Attempting to parse his behavior, Sanford even included dancing as one of the activities he considered to be an out-of-bounds encounter. WOW! At the very least I thought we were talking second base. Apparently these tip-toes up to the "sex line" were a dress rehearsal (actually an un-dress rehearsal) for the main event with Maria Belen Chapur, of Buenos Aires hot tamale fame. We have been spared a blow-by-blow (sorry) description of his activities in the Southern Hemisphere but it's clear that Governor Sanford pole-vaulted over the "sex line" with room to spare.


My personal favorite was his description of a trip to New York, ostensibly to end the affair with Ms. Chapur.
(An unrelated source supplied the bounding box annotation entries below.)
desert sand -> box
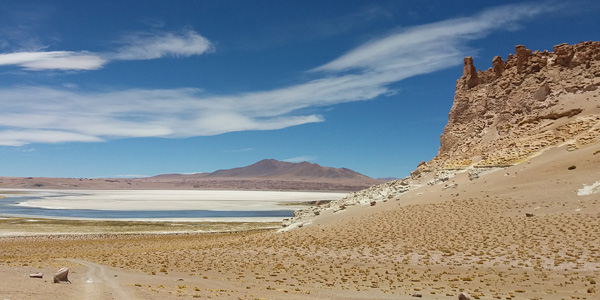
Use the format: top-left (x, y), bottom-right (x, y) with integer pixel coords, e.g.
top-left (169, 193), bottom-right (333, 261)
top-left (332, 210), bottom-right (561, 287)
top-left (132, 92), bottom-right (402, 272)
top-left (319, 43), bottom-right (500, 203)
top-left (0, 144), bottom-right (600, 299)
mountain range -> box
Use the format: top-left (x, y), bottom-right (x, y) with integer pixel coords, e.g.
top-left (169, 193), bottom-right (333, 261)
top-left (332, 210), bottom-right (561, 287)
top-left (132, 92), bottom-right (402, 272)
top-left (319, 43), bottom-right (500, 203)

Deciding that an email brush-off would be gauche, Governor Sanford not only went to meet his lady in Manhattan, he brought along a "spiritual advisor". This reverse Cyrano act apparently didn't go as planned. I suspect that the spiritual advisor was asked to wait in the car while Governor Hot Pants rekindled his love. Wouldn't you love to have been on that plane ride back to South Carolina?
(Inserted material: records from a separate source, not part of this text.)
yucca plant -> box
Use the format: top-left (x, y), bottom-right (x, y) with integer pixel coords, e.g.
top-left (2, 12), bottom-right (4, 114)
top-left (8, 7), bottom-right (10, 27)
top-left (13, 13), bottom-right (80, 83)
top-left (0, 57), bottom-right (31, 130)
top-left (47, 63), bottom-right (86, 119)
Sanford has delivered a personal check (presumably not from the couple's joint account) for $3,000 to cover the cost of his recent get-away in Argentina. Apparently, when it comes to soul mates, coach class is enough to get the job done. Former Governor Elliot Spitzer, upon hearing this news, remarked that at least he never paid that much for one roll in the hay. To be fair, Spitzer was only partaking of the domestic fare. Sanford's tastes run more toward the intercontinental.


Anyway, Senators Lindsey Graham, Jim Demint and the rest of the religiously damaged Conservatives of South Carolina are praying for a reconciliation between Governor Sanford and his wife of 20 years. They are also praying that Lt. Governor Andre Bauer does not become the new governor. Even if God came from a red state, this would be a tall order. Comments like " I can die knowing I met my soul mate" would only be helpful if the Governor were talking about his wife. He wasn't. Mrs. Sanford, AKA, the dutiful wife, is sequestered on Sullivan Island in South Carolina, presumably plotting to ensure that her soon-to-be-former husband couldn't be elected secretary of the Aiken Little League Association. She has been quoted as saying she might be able to forgive her chronically wayward husband. This will presumably coincide with the freezing over of either hell or Buenos Aires.